Meğer Muratpaşa Belediyesi de bu kervana katılmış. Eskiden olsa ihalesinde silahlı baskınların filan yaşanması beklenen Antalya’nın en nadide yerlerinde belediyenin işlettiği mekanların olması ne kadar güzel değil mi?

Kardeşim Melek bir sohbetimizde söz etti. Şaşırmadım desem yalan. Bir gün sözleşip gittik. Önce İnönü, ardından Fener Park’taki kafelere. “Güzele katkı koymak” gibi bi görevim var ya kendime verdiğim. İşi gücü bırakıp, söylediğimiz çayı soğutup fotoğraf çektim.

Yetmedi, bir Muratpaşa sakini olarak belediyeme katkı koymam gerektiğini düşündüm. Bir kez daha gidip fotoğraflar çekip sosyal medya hesaplarımdan da Antalyalılarla paylaştım.

Masada çay- kahve yudumlayan insanların ayaklarının arasında, masasının üstünde gezinen güvercin fotoğrafını gören Başkan Ümit Uysal, “Bu fotoğrafı Dünya görmeli. Muratpaşa barışın adresidir. Kuşlar huzurun olduğu yerde olur” dedi.

Görselleri toparlayıp teslim ettim. Bu arada bir de söyleşi planım vardı kendisiyle. “Lavinya”yı yazdığı zamandan kalma.

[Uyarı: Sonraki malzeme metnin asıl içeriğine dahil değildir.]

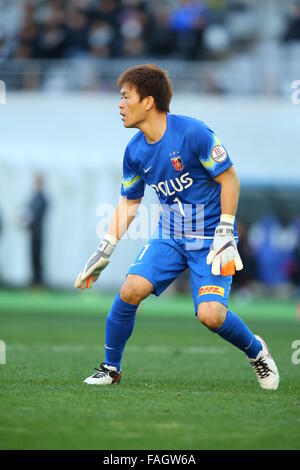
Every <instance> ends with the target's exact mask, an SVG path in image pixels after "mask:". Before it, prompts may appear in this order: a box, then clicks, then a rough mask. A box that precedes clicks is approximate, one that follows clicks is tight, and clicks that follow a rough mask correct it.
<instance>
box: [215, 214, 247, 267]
mask: <svg viewBox="0 0 300 470" xmlns="http://www.w3.org/2000/svg"><path fill="white" fill-rule="evenodd" d="M233 235H234V229H233V225H232V224H230V223H228V222H220V224H219V225H218V226H217V228H216V230H215V236H214V241H213V243H212V245H211V247H210V252H209V253H208V256H207V259H206V262H207V264H211V263H212V267H211V272H212V273H213V274H214V275H215V276H219V275H220V274H222V276H232V275H234V274H235V271H236V270H237V271H240V270H241V269H243V263H242V260H241V257H240V255H239V253H238V251H237V247H236V243H235V239H234V236H233Z"/></svg>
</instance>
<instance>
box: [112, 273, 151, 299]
mask: <svg viewBox="0 0 300 470" xmlns="http://www.w3.org/2000/svg"><path fill="white" fill-rule="evenodd" d="M128 278H129V276H128ZM128 278H127V279H126V281H125V283H124V284H123V286H122V287H121V290H120V297H121V299H122V300H123V302H127V303H128V304H132V305H137V304H139V303H140V302H141V301H142V300H143V299H145V298H146V297H148V295H149V294H150V292H151V291H152V290H153V286H152V284H150V282H149V281H147V280H146V279H144V281H145V282H143V279H142V278H140V277H139V276H130V278H129V279H128ZM148 284H149V285H148Z"/></svg>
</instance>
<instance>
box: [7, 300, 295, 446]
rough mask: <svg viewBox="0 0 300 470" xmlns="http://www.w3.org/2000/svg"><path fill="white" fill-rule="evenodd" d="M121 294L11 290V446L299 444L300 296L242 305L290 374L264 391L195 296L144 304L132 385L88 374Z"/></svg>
mask: <svg viewBox="0 0 300 470" xmlns="http://www.w3.org/2000/svg"><path fill="white" fill-rule="evenodd" d="M111 301H112V297H111V296H108V295H101V294H99V293H95V292H87V293H78V294H77V293H75V294H73V295H72V294H54V293H47V292H40V293H34V292H23V293H22V292H21V293H17V292H7V291H4V292H3V291H2V292H0V339H1V340H3V341H5V343H6V348H7V351H6V364H5V365H0V384H1V386H0V448H1V449H107V450H112V449H122V450H123V449H145V450H147V449H162V450H165V449H173V450H175V449H299V448H300V395H299V390H300V364H299V365H294V364H293V363H292V361H291V356H292V353H293V350H292V348H291V344H292V342H293V341H294V340H295V339H300V325H299V324H298V323H297V321H296V320H295V318H294V309H295V305H294V304H293V303H292V302H275V301H273V302H271V301H269V302H267V301H258V300H257V301H252V302H251V303H250V304H245V305H243V304H232V309H235V311H236V312H237V313H238V314H240V315H241V316H242V317H243V318H245V320H246V321H247V323H248V325H249V326H250V327H251V328H252V330H253V331H254V332H255V333H258V334H260V335H261V336H262V337H263V338H264V339H265V340H266V342H267V343H268V345H269V346H270V348H271V352H272V354H273V356H274V357H275V359H276V362H277V364H278V368H279V371H280V374H281V382H280V385H279V389H278V391H276V392H274V391H264V390H261V389H260V387H259V385H258V383H257V380H256V377H255V375H254V372H253V371H252V369H251V367H250V365H249V364H248V363H247V360H246V358H245V356H244V355H243V354H242V353H241V352H240V351H238V350H237V349H235V348H234V347H233V346H231V345H230V344H228V343H226V342H225V341H223V340H221V339H220V338H219V337H218V336H217V335H214V334H213V333H211V332H209V331H208V330H206V328H205V327H204V326H202V325H201V324H200V322H199V321H198V320H197V319H196V318H195V317H194V315H193V307H192V303H191V300H190V299H189V298H188V299H187V298H185V297H175V298H174V297H168V296H167V295H165V296H162V297H161V299H156V298H154V296H152V297H151V298H149V299H147V301H145V303H144V304H143V306H142V308H141V309H140V310H139V312H138V316H137V321H136V326H135V330H134V333H133V335H132V337H131V339H130V340H129V342H128V345H127V348H126V350H125V355H124V360H123V363H122V371H123V377H122V381H121V384H120V385H115V386H112V387H93V386H87V385H85V384H83V379H85V378H86V377H87V376H88V375H90V374H91V373H92V372H93V367H98V365H99V363H100V361H101V360H103V344H104V324H105V315H106V313H107V309H108V308H109V306H110V303H111Z"/></svg>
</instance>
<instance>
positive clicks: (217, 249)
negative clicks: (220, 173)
mask: <svg viewBox="0 0 300 470" xmlns="http://www.w3.org/2000/svg"><path fill="white" fill-rule="evenodd" d="M214 179H215V181H217V183H219V184H220V185H221V218H220V223H219V225H218V226H217V228H216V230H215V235H214V241H213V244H212V246H211V249H210V252H209V254H208V257H207V263H208V264H212V273H213V274H215V275H220V274H222V276H229V275H233V274H235V271H236V270H237V271H239V270H241V269H243V263H242V261H241V258H240V255H239V253H238V250H237V247H236V243H235V239H234V219H235V214H236V210H237V206H238V200H239V194H240V182H239V178H238V176H237V174H236V171H235V169H234V168H233V166H231V167H230V168H228V169H227V170H225V171H224V172H223V173H221V174H220V175H218V176H216V177H215V178H214Z"/></svg>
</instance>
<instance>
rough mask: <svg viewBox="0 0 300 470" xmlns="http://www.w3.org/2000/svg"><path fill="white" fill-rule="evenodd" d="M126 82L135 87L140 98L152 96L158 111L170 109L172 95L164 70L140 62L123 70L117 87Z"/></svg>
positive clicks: (154, 65)
mask: <svg viewBox="0 0 300 470" xmlns="http://www.w3.org/2000/svg"><path fill="white" fill-rule="evenodd" d="M125 83H128V84H129V85H132V86H134V87H135V89H136V91H137V93H138V94H139V96H140V99H141V100H142V99H144V98H146V97H147V96H152V97H153V98H154V101H155V105H156V108H157V109H158V111H165V112H169V111H170V101H171V98H172V95H173V88H172V83H171V80H170V78H169V76H168V74H167V72H166V71H165V70H162V69H160V68H159V67H157V65H154V64H142V65H136V66H134V67H130V68H129V69H127V70H125V71H124V72H123V73H122V74H121V75H120V77H119V79H118V88H119V89H120V88H122V86H123V85H124V84H125Z"/></svg>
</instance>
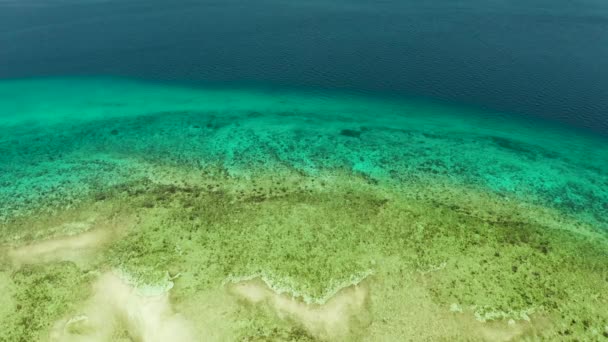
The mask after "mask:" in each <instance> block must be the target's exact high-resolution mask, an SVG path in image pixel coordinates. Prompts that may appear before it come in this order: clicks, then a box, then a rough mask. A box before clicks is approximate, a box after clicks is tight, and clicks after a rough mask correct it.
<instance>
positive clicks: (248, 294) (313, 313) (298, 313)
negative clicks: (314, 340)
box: [230, 280, 370, 341]
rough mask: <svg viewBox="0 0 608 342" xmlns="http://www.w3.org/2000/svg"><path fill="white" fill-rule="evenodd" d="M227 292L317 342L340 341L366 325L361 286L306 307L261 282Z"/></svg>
mask: <svg viewBox="0 0 608 342" xmlns="http://www.w3.org/2000/svg"><path fill="white" fill-rule="evenodd" d="M230 291H231V292H232V293H234V294H235V295H237V296H238V297H240V298H242V299H244V300H245V301H247V302H249V303H251V304H254V305H266V306H267V307H268V308H270V310H271V311H273V312H274V313H275V314H276V315H277V316H278V317H280V318H281V319H285V320H290V321H293V322H295V323H296V324H299V325H300V326H301V327H302V328H304V329H305V330H306V331H307V332H308V333H309V334H311V335H312V336H314V337H316V338H318V339H321V340H330V341H335V340H344V339H347V338H348V336H350V335H351V334H352V333H353V332H354V331H355V330H356V329H358V328H360V327H362V326H365V325H367V324H369V322H370V318H369V313H368V310H367V303H368V294H369V289H368V287H367V286H366V285H365V284H364V283H362V284H358V285H352V286H349V287H347V288H344V289H342V290H340V291H338V292H337V293H336V294H335V295H334V296H333V297H332V298H330V299H329V300H328V301H327V302H326V303H325V304H322V305H319V304H306V303H304V302H301V301H298V300H297V299H295V298H293V297H290V296H287V295H285V294H277V293H276V292H274V291H272V290H271V289H270V288H269V287H268V286H267V285H266V284H265V283H264V282H262V281H261V280H249V281H244V282H240V283H237V284H234V285H231V287H230Z"/></svg>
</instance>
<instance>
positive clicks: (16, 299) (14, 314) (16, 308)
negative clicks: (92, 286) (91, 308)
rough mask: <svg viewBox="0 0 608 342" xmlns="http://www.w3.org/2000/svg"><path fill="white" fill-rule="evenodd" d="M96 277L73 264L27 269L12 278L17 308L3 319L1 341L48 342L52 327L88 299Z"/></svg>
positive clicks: (15, 274) (12, 307) (14, 309)
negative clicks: (91, 285)
mask: <svg viewBox="0 0 608 342" xmlns="http://www.w3.org/2000/svg"><path fill="white" fill-rule="evenodd" d="M93 277H94V276H93V275H92V274H90V273H87V272H83V271H82V270H80V269H78V268H77V267H76V266H75V265H74V264H71V263H58V264H47V265H44V266H40V265H37V266H27V267H24V268H21V269H19V270H15V271H13V272H12V273H11V274H10V278H11V280H12V283H11V284H10V286H9V287H8V293H9V294H10V295H11V297H12V300H13V301H14V303H15V304H14V305H13V306H12V312H9V313H7V314H5V315H4V316H3V317H2V322H1V323H2V324H1V325H2V329H1V330H0V340H2V341H37V340H46V339H48V335H47V334H48V331H49V329H50V328H51V326H52V324H53V323H54V322H55V321H56V320H58V319H59V318H61V317H62V316H63V315H64V314H66V313H68V312H69V311H70V310H73V309H74V308H75V307H76V306H77V305H78V304H79V303H80V302H82V301H84V300H85V299H86V298H87V297H88V295H89V283H90V281H91V280H92V279H93Z"/></svg>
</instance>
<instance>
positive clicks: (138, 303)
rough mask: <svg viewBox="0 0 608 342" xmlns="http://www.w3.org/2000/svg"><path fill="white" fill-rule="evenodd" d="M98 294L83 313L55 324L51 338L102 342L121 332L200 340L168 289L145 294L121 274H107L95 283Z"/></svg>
mask: <svg viewBox="0 0 608 342" xmlns="http://www.w3.org/2000/svg"><path fill="white" fill-rule="evenodd" d="M94 293H95V294H94V296H93V297H92V298H91V300H90V302H89V304H88V305H87V307H86V308H85V310H84V311H83V312H82V313H80V314H79V315H77V316H73V317H71V318H69V319H65V320H62V321H60V322H58V323H57V324H56V325H55V327H54V329H53V331H52V333H51V341H65V342H71V341H74V342H76V341H87V342H88V341H91V342H97V341H99V342H101V341H110V340H115V339H116V338H117V337H120V335H123V336H122V337H124V338H128V339H130V340H134V341H142V342H165V341H171V342H190V341H196V340H197V339H196V338H194V334H193V329H192V327H191V326H190V324H189V322H188V321H187V320H186V319H185V318H184V317H182V316H181V315H180V314H178V313H175V312H174V311H173V309H172V308H171V304H170V301H169V293H168V292H164V293H161V294H158V295H153V296H145V295H141V294H140V293H139V292H138V291H137V289H136V288H135V287H132V286H130V285H128V284H127V283H126V282H125V281H123V280H122V279H121V278H119V277H118V276H116V275H114V274H112V273H106V274H103V275H102V276H101V277H100V278H99V280H98V281H97V282H96V284H95V285H94ZM125 335H126V336H125Z"/></svg>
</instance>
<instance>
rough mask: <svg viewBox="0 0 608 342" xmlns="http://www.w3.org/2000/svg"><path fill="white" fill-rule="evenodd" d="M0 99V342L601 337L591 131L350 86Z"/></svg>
mask: <svg viewBox="0 0 608 342" xmlns="http://www.w3.org/2000/svg"><path fill="white" fill-rule="evenodd" d="M74 82H76V83H77V84H78V85H79V87H77V90H74V89H76V88H74V87H70V88H69V89H70V90H66V89H67V87H66V84H74ZM62 87H63V89H62ZM28 89H33V90H28ZM35 89H52V90H51V91H50V92H49V93H48V94H47V93H45V92H43V93H38V92H36V91H35ZM99 89H104V91H103V92H100V91H98V90H99ZM0 90H6V92H7V93H10V92H14V93H15V96H13V97H12V98H11V102H10V104H12V105H13V106H14V107H15V108H19V111H18V112H19V115H13V116H7V117H6V118H4V117H3V118H1V119H0V130H2V133H3V134H2V135H1V137H0V150H1V153H0V233H1V234H0V242H1V247H0V287H1V288H2V291H0V304H1V305H0V324H1V325H2V327H3V329H1V331H0V340H7V341H32V340H53V339H55V340H56V339H59V340H62V339H63V340H66V339H67V340H75V341H77V340H83V339H85V340H86V339H87V338H89V339H93V338H97V339H98V340H121V339H123V340H124V339H134V340H143V341H154V338H156V337H152V335H155V336H163V335H162V334H164V333H168V334H176V333H178V332H179V333H180V334H183V335H179V336H182V337H183V338H184V339H185V340H209V341H215V340H217V341H223V340H251V341H255V340H302V341H306V340H328V341H339V340H394V339H395V338H397V337H403V336H407V337H409V338H411V339H416V340H440V339H444V340H480V341H483V340H512V339H524V338H530V339H545V340H555V339H558V338H564V337H565V336H567V337H572V338H575V339H579V340H596V339H599V338H601V336H602V334H605V327H606V326H608V314H607V312H606V310H605V309H604V308H605V307H606V306H607V305H608V297H606V294H608V274H607V273H606V267H605V265H607V264H608V221H607V219H608V215H606V206H605V203H608V176H607V175H606V173H605V172H604V170H603V166H605V165H607V164H608V152H607V151H608V149H606V148H605V144H606V141H603V140H601V139H600V138H597V137H590V136H584V135H580V134H576V133H574V132H568V131H563V130H561V129H559V128H552V127H547V128H546V129H545V130H543V132H542V133H538V132H536V130H534V129H531V128H529V127H527V126H526V125H524V124H523V123H519V122H516V121H504V120H503V121H501V118H500V117H495V116H493V115H491V114H484V113H477V112H472V111H465V110H463V109H454V108H446V107H441V106H434V105H430V104H420V103H409V102H399V103H397V102H390V101H379V100H374V99H363V98H353V97H348V96H342V97H340V96H337V97H336V98H332V99H327V98H325V99H318V98H315V97H314V96H308V95H305V94H294V93H264V92H262V91H244V90H242V91H228V90H200V89H187V88H178V87H169V86H166V85H153V84H144V83H138V82H133V81H126V80H115V79H81V80H29V81H25V80H23V81H6V82H2V83H0ZM60 90H61V91H63V92H62V94H63V96H53V94H52V93H53V92H55V91H60ZM70 92H75V93H74V94H72V95H73V96H67V95H66V94H69V93H70ZM55 95H56V94H55ZM33 98H36V99H37V100H36V101H32V99H33ZM143 99H149V100H146V101H144V100H143ZM4 101H5V100H0V106H7V103H4ZM75 113H78V115H76V114H75ZM581 151H585V154H584V155H583V154H581V153H580V152H581ZM363 279H364V281H363V283H361V285H356V284H359V283H360V282H361V281H362V280H363ZM156 290H158V291H156ZM154 291H156V292H154ZM235 293H236V294H237V295H234V294H235ZM100 303H104V304H105V305H101V304H100ZM101 307H103V309H104V310H100V308H101ZM158 329H160V330H158ZM176 338H177V337H176Z"/></svg>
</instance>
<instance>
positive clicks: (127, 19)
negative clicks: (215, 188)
mask: <svg viewBox="0 0 608 342" xmlns="http://www.w3.org/2000/svg"><path fill="white" fill-rule="evenodd" d="M100 74H103V75H107V74H109V75H114V76H126V77H136V78H143V79H153V80H161V81H177V82H180V83H193V84H228V85H232V84H235V83H236V84H239V85H244V84H251V85H255V86H265V87H281V88H282V87H296V88H309V89H310V88H312V89H333V90H335V89H337V90H341V91H342V90H346V91H351V92H361V93H374V94H376V93H379V94H382V95H387V94H391V95H395V96H407V97H422V98H429V99H432V100H435V101H444V102H447V103H456V104H459V105H466V106H474V107H480V108H487V109H491V110H495V111H502V112H507V113H513V114H519V115H523V116H528V117H529V116H534V117H539V118H545V119H547V120H556V121H560V122H563V123H565V124H567V125H570V126H577V127H584V128H586V129H590V130H594V131H597V132H600V133H602V134H607V133H608V3H607V2H605V1H602V0H552V1H549V0H531V1H519V0H516V1H500V0H498V1H495V0H493V1H480V0H463V1H448V0H434V1H409V0H408V1H401V0H383V1H369V0H333V1H328V0H312V1H294V0H261V1H243V0H222V1H215V0H213V1H209V0H200V1H192V0H176V1H159V0H146V1H144V0H128V1H117V0H107V1H100V0H84V1H72V0H18V1H17V0H2V1H0V78H21V77H39V76H65V75H100ZM541 124H542V123H541Z"/></svg>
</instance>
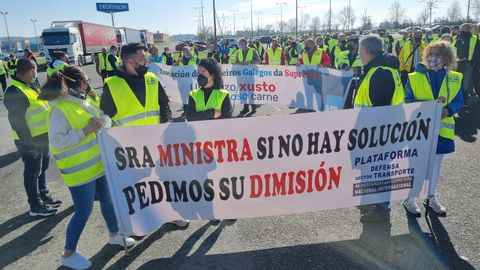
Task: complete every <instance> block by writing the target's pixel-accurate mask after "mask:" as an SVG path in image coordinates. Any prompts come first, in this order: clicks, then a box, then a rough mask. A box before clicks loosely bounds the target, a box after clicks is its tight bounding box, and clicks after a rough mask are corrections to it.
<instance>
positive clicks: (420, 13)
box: [417, 8, 430, 25]
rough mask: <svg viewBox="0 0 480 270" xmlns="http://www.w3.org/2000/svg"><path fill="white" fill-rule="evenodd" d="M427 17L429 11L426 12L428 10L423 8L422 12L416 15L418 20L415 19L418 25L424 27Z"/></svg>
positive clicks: (429, 14)
mask: <svg viewBox="0 0 480 270" xmlns="http://www.w3.org/2000/svg"><path fill="white" fill-rule="evenodd" d="M429 16H430V11H429V10H428V8H424V9H423V10H422V12H420V14H419V15H418V19H417V22H418V24H420V25H425V24H426V23H427V21H428V18H429Z"/></svg>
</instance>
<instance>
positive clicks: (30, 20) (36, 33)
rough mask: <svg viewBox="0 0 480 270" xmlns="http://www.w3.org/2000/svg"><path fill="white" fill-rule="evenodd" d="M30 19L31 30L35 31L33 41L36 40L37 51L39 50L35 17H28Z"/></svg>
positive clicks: (36, 20) (39, 47) (37, 36)
mask: <svg viewBox="0 0 480 270" xmlns="http://www.w3.org/2000/svg"><path fill="white" fill-rule="evenodd" d="M30 21H31V22H32V23H33V31H34V32H35V41H36V42H37V51H38V50H40V43H39V42H38V35H37V27H36V25H35V23H36V22H37V19H30Z"/></svg>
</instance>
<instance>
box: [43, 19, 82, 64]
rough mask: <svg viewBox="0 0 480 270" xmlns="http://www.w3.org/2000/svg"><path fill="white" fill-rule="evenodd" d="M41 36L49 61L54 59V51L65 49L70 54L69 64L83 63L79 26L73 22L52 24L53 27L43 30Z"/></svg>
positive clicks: (68, 53) (47, 59)
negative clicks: (67, 23) (72, 22)
mask: <svg viewBox="0 0 480 270" xmlns="http://www.w3.org/2000/svg"><path fill="white" fill-rule="evenodd" d="M41 38H42V40H43V44H44V48H45V51H46V58H47V62H50V61H52V59H51V55H53V52H55V51H64V52H66V53H67V54H68V63H69V64H75V65H83V57H82V55H83V45H82V39H81V37H80V31H79V29H78V27H77V26H74V25H73V24H72V25H69V24H52V27H51V28H47V29H44V30H43V32H42V36H41Z"/></svg>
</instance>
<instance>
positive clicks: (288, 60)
mask: <svg viewBox="0 0 480 270" xmlns="http://www.w3.org/2000/svg"><path fill="white" fill-rule="evenodd" d="M294 51H296V49H294V48H292V47H288V48H287V53H288V56H289V58H290V59H288V64H289V65H296V64H298V56H297V57H295V54H294V53H293V52H294Z"/></svg>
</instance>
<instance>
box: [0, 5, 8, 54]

Sabırla bekliyoruz. Ama artık o kitabı konuşmayacağız. “Fare dağa küser, dağın haberi olmaz” der geçeriz.

Şimdi bu sayfa, seçim öncesi yapılan bir PR çalışması değildir. Sadece yoğun bir kış yaşayan Antalya, (henüz Mart geçmese de) bugünlerde normalleşti.

Arabası olmayanların, arabası olup da Çakırlarda “yolunmak” istemeyenlerin bir otobüse binip gidebilecek kadar yakınındaki bu mekanların tam zamanı.

Ne demişler “Denizyüzü- Dağyakası.” Yani, bir yanım masmavi miss gibi Akdeniz, diğer yanım tüm heybeti, tüm estetiğiyle, hatta başında beyaz duvağıyla Beydağları. Falezlerin üstüne dikil, deniz sana getirsin Konyaaltı’nın yasemin kokularını. Masal bu ya… Kimbilir, o kokularda geri gelir bir gün belki.

Siz gidedurun. Hafta içi de kalabalık. Malum hizmet ve hesap uygun. Benim biraz işim var. Önümüzdeki hafta sizi Uzakdoğu kültürü ile tanıştıracağım.